The dialogue became a muttering as the two men walked to the far side of the room. Then a word was spoken loudly in sharp disagreement. Another in swift, smooth conciliation. A moment later they returned, and Caitlin pressed even closer. “I should think, Oliver, you could have been more discreet.”
“I was as careful as I thought proper, and we will be done with that sort of talk in my hous
e, do you understand, sir? We are not at court any longer, if you take my meaning.”
“I was only attempting—”
“You attempt much, friend, but you must remember to whom you belong, now and forever.”
“And to whom, friend, does Caitlin belong?”
“She is my wife, sir. And I suggest you remember that.” Caitlin knew she was courting disaster by standing in the hall for so long, obviously eavesdropping. Should Bradford happen by, she had no doubt the matter would be brought to Oliver’s attention at the first opportunity.

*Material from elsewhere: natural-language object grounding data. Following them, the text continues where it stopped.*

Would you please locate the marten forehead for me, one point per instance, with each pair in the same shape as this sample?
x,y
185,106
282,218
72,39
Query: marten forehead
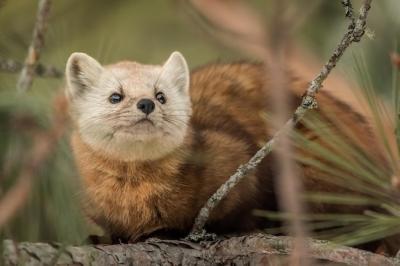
x,y
134,74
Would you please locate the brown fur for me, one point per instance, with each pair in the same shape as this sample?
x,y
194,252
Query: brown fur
x,y
134,199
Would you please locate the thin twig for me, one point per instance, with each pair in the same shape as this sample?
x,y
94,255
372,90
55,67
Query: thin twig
x,y
12,66
26,78
349,11
308,102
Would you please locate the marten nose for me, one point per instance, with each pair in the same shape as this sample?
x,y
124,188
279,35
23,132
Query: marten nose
x,y
146,106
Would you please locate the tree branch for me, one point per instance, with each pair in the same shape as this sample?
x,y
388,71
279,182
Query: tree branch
x,y
353,34
12,66
255,249
26,77
44,145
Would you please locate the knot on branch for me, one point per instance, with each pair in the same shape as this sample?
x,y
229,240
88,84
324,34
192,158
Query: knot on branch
x,y
309,102
199,236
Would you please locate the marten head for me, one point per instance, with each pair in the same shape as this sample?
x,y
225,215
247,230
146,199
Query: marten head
x,y
129,111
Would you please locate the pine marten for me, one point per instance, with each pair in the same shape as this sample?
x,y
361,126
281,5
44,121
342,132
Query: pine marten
x,y
154,142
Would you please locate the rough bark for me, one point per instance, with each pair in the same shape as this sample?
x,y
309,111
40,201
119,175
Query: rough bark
x,y
255,249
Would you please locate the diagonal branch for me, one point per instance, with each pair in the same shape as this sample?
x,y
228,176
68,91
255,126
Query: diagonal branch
x,y
44,145
28,71
308,102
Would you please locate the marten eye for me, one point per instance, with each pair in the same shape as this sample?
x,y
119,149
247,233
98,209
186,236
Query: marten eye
x,y
161,97
115,98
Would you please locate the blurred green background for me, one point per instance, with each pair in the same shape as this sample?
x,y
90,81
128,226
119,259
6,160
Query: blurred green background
x,y
144,31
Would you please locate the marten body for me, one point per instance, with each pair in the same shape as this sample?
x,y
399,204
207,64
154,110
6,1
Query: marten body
x,y
223,125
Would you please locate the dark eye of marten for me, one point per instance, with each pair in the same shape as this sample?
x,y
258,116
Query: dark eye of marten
x,y
161,97
115,98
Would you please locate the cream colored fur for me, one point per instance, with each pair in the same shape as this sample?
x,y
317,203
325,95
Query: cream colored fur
x,y
113,129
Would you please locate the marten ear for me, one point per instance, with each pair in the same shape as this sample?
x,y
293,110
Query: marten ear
x,y
82,73
176,72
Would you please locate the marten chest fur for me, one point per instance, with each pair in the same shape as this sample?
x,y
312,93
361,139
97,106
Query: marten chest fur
x,y
157,174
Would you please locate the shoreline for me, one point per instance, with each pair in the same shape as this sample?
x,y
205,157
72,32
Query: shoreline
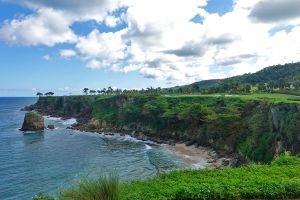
x,y
193,157
200,157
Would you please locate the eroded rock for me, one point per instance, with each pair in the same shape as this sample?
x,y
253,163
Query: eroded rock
x,y
33,122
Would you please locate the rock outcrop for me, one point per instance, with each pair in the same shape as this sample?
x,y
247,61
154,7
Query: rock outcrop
x,y
50,126
33,122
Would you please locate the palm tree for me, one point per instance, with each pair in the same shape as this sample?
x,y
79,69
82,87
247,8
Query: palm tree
x,y
39,94
49,94
85,90
92,91
110,90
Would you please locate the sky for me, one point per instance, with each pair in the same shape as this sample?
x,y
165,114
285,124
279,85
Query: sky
x,y
66,45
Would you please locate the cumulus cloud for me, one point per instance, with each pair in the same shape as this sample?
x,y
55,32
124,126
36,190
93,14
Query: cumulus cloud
x,y
275,10
161,41
67,53
76,9
111,21
46,57
40,28
106,46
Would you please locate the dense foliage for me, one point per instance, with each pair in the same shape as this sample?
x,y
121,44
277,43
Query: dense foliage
x,y
279,78
257,127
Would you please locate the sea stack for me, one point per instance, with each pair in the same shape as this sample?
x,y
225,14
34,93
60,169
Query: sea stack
x,y
33,122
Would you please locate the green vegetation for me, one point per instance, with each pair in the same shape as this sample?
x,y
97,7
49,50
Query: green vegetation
x,y
278,180
256,126
274,79
103,188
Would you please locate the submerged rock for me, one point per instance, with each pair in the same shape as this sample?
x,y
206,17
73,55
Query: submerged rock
x,y
33,122
50,126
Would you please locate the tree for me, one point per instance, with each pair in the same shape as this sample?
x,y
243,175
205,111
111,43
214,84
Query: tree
x,y
247,88
92,91
49,94
85,90
110,90
39,94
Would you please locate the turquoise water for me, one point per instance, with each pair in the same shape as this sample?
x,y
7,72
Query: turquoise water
x,y
54,159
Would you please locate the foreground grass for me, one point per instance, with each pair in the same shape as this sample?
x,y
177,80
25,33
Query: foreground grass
x,y
279,180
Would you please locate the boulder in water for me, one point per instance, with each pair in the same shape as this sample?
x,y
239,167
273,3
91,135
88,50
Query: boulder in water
x,y
33,122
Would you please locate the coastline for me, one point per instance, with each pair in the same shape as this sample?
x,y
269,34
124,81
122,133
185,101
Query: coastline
x,y
200,157
194,157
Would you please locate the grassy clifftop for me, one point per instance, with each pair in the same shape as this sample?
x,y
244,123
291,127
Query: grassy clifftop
x,y
257,127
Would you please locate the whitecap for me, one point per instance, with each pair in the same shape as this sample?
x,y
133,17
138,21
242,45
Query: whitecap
x,y
148,147
69,121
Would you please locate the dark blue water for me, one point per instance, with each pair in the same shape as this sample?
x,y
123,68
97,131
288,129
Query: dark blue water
x,y
54,159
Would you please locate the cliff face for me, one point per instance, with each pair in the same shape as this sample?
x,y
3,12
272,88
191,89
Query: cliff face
x,y
255,129
33,122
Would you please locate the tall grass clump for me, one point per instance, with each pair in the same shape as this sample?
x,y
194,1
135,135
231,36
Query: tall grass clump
x,y
106,187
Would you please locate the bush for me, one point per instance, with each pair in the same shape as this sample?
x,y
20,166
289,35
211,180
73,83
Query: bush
x,y
104,188
41,196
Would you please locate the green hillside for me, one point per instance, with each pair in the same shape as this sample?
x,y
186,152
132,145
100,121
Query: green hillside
x,y
278,78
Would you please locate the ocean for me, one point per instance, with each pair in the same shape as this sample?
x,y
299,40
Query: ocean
x,y
52,160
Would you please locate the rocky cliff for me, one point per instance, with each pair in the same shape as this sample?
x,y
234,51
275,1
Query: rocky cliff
x,y
33,122
257,130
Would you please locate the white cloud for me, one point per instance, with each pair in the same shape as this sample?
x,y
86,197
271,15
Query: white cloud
x,y
46,57
111,21
40,28
95,64
105,46
66,53
161,41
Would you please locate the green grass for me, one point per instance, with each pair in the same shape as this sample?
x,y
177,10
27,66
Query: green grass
x,y
278,180
103,188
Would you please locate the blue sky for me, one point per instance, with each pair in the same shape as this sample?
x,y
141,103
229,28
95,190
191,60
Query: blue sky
x,y
58,46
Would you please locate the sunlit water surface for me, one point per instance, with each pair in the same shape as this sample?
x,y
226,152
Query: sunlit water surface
x,y
54,159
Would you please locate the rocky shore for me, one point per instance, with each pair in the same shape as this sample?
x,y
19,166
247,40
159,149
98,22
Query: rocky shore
x,y
193,155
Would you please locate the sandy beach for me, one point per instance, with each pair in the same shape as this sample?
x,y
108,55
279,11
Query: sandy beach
x,y
194,157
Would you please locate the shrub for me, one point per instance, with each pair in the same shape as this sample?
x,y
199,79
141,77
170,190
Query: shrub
x,y
104,188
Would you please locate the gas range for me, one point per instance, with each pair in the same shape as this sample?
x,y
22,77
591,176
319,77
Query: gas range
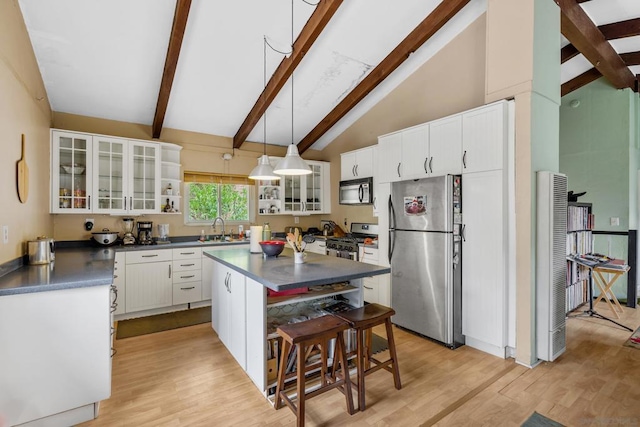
x,y
349,243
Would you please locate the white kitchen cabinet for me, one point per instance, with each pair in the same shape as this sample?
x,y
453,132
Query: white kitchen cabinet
x,y
170,178
356,164
414,149
187,275
103,174
307,194
149,280
71,172
445,146
229,309
389,158
484,130
56,356
483,255
485,247
120,282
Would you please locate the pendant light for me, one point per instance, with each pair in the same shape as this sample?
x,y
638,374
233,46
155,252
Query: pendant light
x,y
264,171
292,163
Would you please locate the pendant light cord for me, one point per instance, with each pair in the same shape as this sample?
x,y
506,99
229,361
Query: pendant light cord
x,y
292,73
264,80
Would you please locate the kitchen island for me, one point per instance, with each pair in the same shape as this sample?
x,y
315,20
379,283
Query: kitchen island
x,y
245,317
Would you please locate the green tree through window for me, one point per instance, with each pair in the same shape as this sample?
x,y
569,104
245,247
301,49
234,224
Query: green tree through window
x,y
209,201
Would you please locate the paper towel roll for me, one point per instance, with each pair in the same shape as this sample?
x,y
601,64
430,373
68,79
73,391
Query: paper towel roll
x,y
256,237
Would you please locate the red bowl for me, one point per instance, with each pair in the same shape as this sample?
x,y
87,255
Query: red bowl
x,y
272,247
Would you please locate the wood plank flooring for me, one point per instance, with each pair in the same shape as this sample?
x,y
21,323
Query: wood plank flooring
x,y
186,377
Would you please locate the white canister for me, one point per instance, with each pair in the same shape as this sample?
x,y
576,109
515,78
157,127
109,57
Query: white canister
x,y
255,238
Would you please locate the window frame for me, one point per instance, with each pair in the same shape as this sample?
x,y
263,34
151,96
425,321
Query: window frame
x,y
186,198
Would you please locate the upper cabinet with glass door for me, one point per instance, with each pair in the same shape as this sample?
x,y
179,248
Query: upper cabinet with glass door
x,y
144,185
102,174
71,172
308,194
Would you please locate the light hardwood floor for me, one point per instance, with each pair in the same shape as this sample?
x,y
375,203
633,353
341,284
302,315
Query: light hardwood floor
x,y
185,377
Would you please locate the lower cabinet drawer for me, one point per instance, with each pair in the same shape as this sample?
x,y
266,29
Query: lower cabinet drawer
x,y
187,276
187,292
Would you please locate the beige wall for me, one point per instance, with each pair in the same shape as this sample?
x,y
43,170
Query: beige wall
x,y
24,109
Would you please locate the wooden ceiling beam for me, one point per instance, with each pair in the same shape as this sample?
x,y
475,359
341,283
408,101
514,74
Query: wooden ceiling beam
x,y
315,25
588,39
582,80
615,30
180,18
423,32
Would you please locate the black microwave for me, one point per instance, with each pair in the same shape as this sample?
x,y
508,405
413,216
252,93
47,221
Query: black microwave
x,y
356,191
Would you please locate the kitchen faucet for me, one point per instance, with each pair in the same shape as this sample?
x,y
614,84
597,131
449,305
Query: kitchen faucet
x,y
215,221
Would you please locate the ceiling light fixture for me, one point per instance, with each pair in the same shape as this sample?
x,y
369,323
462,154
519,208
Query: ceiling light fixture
x,y
264,171
292,163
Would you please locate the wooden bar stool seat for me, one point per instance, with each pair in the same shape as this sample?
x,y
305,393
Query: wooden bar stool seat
x,y
303,338
362,320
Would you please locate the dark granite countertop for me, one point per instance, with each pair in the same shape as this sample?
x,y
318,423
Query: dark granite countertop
x,y
72,268
81,264
280,273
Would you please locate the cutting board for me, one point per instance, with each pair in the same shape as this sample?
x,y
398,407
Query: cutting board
x,y
23,176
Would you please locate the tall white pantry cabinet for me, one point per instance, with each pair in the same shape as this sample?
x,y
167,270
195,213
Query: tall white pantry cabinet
x,y
482,149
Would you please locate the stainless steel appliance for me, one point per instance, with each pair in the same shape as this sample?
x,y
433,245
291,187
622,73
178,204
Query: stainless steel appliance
x,y
145,228
348,246
425,252
356,192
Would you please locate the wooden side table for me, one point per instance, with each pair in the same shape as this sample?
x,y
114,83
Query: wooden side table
x,y
605,286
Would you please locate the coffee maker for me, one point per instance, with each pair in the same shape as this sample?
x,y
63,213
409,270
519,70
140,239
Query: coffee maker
x,y
145,228
128,238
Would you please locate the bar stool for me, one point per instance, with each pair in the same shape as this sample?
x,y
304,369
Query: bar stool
x,y
306,336
362,320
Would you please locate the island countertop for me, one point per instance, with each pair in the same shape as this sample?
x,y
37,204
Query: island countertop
x,y
281,273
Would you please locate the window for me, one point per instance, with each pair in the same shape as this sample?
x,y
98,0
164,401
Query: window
x,y
208,196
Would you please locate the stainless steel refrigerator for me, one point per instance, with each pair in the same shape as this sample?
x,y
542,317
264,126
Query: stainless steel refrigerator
x,y
425,248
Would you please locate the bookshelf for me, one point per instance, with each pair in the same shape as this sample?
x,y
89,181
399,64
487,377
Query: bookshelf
x,y
580,222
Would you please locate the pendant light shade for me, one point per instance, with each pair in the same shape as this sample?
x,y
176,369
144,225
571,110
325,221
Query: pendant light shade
x,y
263,171
292,163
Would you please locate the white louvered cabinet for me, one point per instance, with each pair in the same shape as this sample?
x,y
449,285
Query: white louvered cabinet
x,y
149,280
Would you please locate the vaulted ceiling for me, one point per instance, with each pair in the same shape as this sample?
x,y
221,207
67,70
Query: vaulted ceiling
x,y
217,67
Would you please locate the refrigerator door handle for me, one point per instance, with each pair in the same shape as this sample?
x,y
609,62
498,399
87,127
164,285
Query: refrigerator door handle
x,y
392,225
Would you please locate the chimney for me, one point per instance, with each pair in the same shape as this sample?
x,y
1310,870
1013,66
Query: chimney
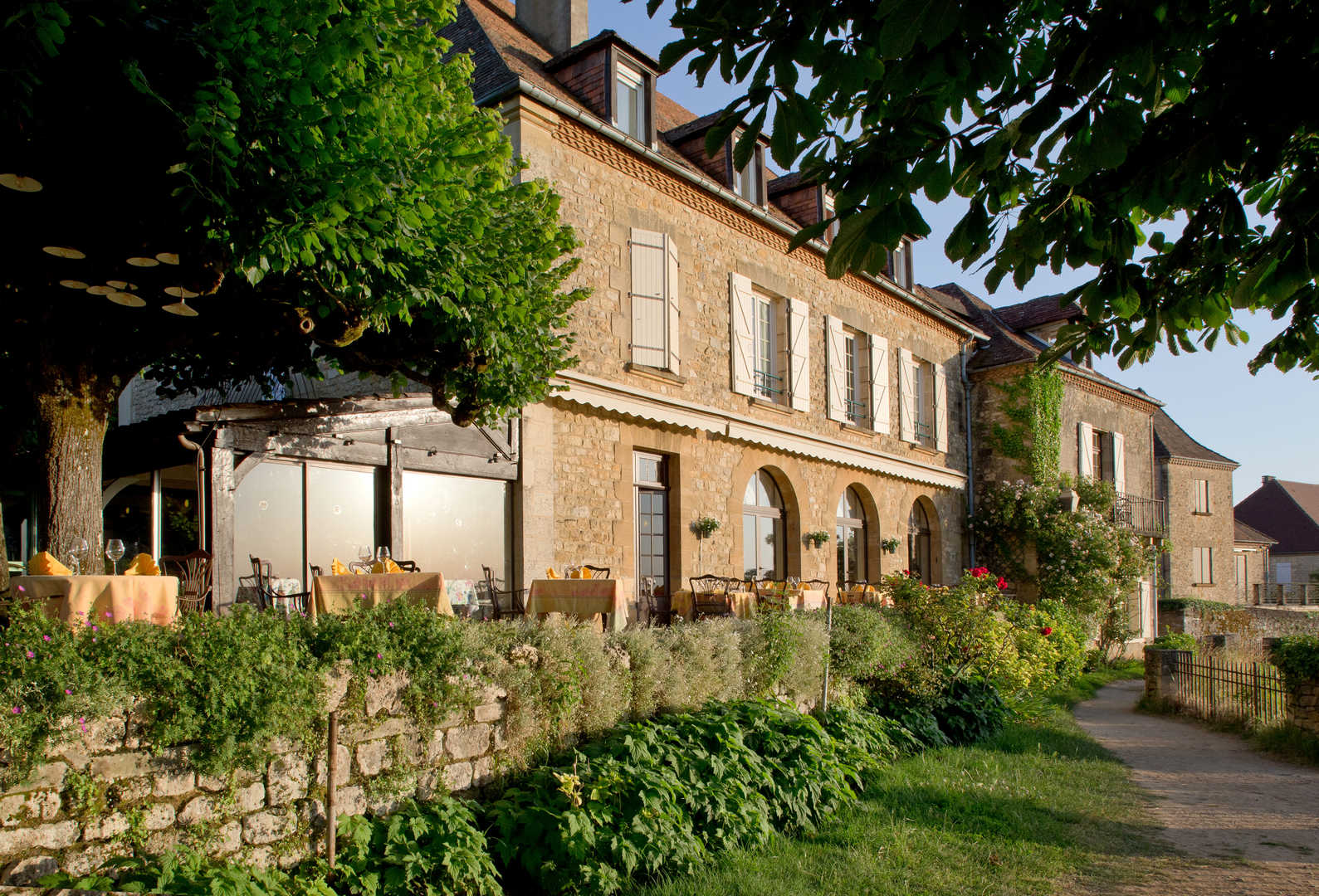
x,y
557,24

So, before she was discovered, she straightened up, took hold of her skirts, and with a determined smile on her face pushed aside one door to step cheerily into the room.
“Oliver, my love,” she began… and stopped.
Oliver smiled. “Caitlin, I was beginning to worry about you.”
“Good evening, my lady. I, too, was beginning to wonder.”
She maintained her composure only because she was too unnerved for anything else.
“Good evening, Mr. Flint,” she said tightly. “What brings you to Seacliff?”
11
A small, dark pine table occupied the center of the room. It was arranged with two settings, between which an eight-branched candelabrum of engraved silver had been set. The tapers on the walls had been lit, and despite the gloom in the corners of the room, the atmosphere was cheery enough for a quiet meal. Caitlin, however, saw only Flint’s gentle, welcoming smile—and the slight hint of arrogance in his eyes. He wore a green velvet cutaway jacket and a pearl gray waistcoat. His dark hair flowed loosely and settled perfectly around his shoulders.